The Achilles heel of hiatal hernia repair is recurrence. When it occurs, it commonly leads to the return of reflux and esophagitis. In the current study, the repair consisted of dissecting out and reducing the hernia, performing a posterior closure of the crura using figure-of-8, 0 permanent sutures, maintaining 2–3 cm of esophagus in the abdomen, and implanting the LINX MSA device to deter the effacement of the LES. With this repair, there have been no symptomatic recurrences at a median follow-up time of 12 months. We recognize this is short follow-up as long-term studies of laparoscopic paraesophageal hiatal hernia repair demonstrate recurrence rates exceeding 50 % irrespective of the use of mesh [30]. Furthermore, patients in our study did not undergo routine postoperative VEG or endoscopy unless indicated by persistent postoperative symptoms. Consequently, asymptomatic recurrences may have been missed. Our findings, however, are encouraging in regard to a new surgical approach to GERD patients with large hiatal hernias. We hypothesize that recurrent hernia rates with LINX are likely to be few due to the fibrous encapsulation of the device. The fibrotic reaction around the hiatus is likely to create its own “circumferential biologic mesh” which inherently reinforces the crural repair. The potential role of additional mesh in the prevention of hiatal hernia recurrence is controversial as it may restrict the dynamic nature of the device.
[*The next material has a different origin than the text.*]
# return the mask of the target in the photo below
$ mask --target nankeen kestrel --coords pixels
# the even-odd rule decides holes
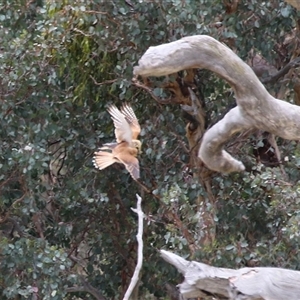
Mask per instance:
[[[140,167],[136,157],[141,151],[141,142],[137,139],[141,132],[138,119],[129,104],[124,104],[121,110],[111,105],[108,112],[114,122],[117,142],[104,144],[95,152],[94,166],[103,170],[115,162],[121,163],[132,178],[137,180],[140,177]]]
There are several limitations to our study. Data were gathered retrospectively and is potentially subject to both selection and information biases as this review spanned over a 6-year period. After successful introduction of the LINX device into our clinical practice, our understanding of its potential for patients with large hiatal hernias evolved and we began expanding our patient selection to those with hiatal hernias ≥3 cm over the last 2 years of our study. Thus, patients in our large hiatal hernia group had a shorter follow-up time compared to those in our control group. Consequently, the improved postoperative outcomes with respect to PPI requirement and GERD-HRQL scores seen in our large hiatal hernia group may be secondary to a relatively shorter follow-up period. Long-term follow-up with objective postoperative measures of reflux and screening for hiatal hernia recurrence are required to confirm the durability of MSA in this patient population. Although our results are encouraging and may broaden the application of MSA, prospective trials comparing MSA and Nissen fundoplication will be needed to reveal the optimal surgical therapy in patients with gastroesophageal reflux and large hiatal hernias.

Conclusion

Magnetic sphincter augmentation in patients with large hiatal hernias demonstrates improved outcomes with respect to postoperative PPI requirement and mean GERD-HRQL scores. The incidence of symptom resolution or improvement and dysphagia requiring intervention are similar to patients with smaller or no hiatal hernia. Short-term outcomes of MSA are encouraging in patients with gastroesophageal reflux disease and large hiatal hernias.